Calcium Binding to the Innate Immune Protein Human Calprotectin Revealed by Integrated Mass Spectrometry.

Although knowledge of the coordination chemistry and metal-withholding function of the innate immune protein human calprotectin (hCP) has broadened in recent years, understanding of its Ca-binding properties in solution remains incomplete. In particular, the molecular basis by which Ca binding affects structure and enhances the functional properties of this remarkable transition-metal-sequestering protein has remained enigmatic. To achieve a molecular picture of how Ca binding triggers hCP oligomerization, increases protease stability, and enhances antimicrobial activity, we implemented a new integrated mass spectrometry (MS)-based approach that can be readily generalized to study other protein-metal and protein-ligand interactions. Three MS-based methods (hydrogen/deuterium exchange MS kinetics; protein-ligand interactions in solution by MS, titration, and H/D exchange (PLIMSTEX); and native MS) provided a comprehensive analysis of Ca binding and oligomerization to hCP without modifying the protein in any way.
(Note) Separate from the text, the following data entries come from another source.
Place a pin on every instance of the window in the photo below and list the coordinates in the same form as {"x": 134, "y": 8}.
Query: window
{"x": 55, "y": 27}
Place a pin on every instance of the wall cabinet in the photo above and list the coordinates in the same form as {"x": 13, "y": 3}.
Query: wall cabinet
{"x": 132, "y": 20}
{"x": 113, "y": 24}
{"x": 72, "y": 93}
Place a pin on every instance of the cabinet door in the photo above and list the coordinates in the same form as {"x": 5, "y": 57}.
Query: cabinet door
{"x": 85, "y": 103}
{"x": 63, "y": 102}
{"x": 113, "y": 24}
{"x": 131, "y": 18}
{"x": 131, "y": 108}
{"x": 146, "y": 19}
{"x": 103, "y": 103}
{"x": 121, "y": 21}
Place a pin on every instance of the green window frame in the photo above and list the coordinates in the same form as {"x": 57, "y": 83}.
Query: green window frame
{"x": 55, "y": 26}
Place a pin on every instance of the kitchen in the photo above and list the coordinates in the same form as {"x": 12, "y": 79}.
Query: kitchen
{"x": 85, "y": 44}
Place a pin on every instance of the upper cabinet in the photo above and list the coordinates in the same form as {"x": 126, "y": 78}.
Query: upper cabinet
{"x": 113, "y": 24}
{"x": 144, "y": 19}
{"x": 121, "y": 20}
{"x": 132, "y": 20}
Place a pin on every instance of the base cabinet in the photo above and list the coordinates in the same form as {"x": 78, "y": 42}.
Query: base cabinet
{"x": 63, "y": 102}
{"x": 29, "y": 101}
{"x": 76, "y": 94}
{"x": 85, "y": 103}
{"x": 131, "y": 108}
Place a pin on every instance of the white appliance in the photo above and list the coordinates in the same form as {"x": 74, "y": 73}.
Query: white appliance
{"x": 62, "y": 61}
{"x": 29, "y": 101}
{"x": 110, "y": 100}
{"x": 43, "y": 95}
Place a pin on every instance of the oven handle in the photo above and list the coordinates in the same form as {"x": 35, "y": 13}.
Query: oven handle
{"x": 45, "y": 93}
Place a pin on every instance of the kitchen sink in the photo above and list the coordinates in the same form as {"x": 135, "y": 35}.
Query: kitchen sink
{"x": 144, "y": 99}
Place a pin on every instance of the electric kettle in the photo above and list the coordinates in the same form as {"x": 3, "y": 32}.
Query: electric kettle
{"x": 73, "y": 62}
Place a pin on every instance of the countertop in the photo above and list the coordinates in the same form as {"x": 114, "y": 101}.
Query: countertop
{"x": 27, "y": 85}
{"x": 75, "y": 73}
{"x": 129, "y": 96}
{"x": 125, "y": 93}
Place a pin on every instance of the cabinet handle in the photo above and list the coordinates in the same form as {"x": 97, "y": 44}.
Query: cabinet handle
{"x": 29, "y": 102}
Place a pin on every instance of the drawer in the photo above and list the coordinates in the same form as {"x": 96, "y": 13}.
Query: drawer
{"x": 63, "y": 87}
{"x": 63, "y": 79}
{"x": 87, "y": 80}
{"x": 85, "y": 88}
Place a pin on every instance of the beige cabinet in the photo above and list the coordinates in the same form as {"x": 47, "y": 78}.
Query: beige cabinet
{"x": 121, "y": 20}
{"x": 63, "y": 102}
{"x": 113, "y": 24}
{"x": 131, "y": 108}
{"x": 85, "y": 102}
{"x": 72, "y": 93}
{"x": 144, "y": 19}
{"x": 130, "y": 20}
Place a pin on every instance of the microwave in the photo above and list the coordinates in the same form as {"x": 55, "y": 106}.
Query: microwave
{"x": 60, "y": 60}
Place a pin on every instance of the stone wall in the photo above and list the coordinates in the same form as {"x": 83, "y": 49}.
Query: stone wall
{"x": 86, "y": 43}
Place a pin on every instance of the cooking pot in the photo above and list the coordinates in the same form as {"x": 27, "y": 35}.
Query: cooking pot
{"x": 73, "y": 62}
Integration of these methods allowed us to (i) observe the four regions of hCP that serve as Ca-binding sites, (ii) determine the binding stoichiometry to be four Ca per CP heterodimer and eight Ca per CP heterotetramer, (iii) establish the protein-to-Ca molar ratio that causes the dimer-to-tetramer transition, and (iv) calculate the binding affinities associated with the four Ca-binding sites per heterodimer. These quantitative results support a model in which hCP exists in its heterodimeric form and is at most half-bound to Ca in the cytoplasm of resting cells. With release into the extracellular space, hCP encounters elevated Ca concentrations and binds more Ca ions, forming a heterotetramer that is poised to compete with microbial pathogens for essential metal nutrients.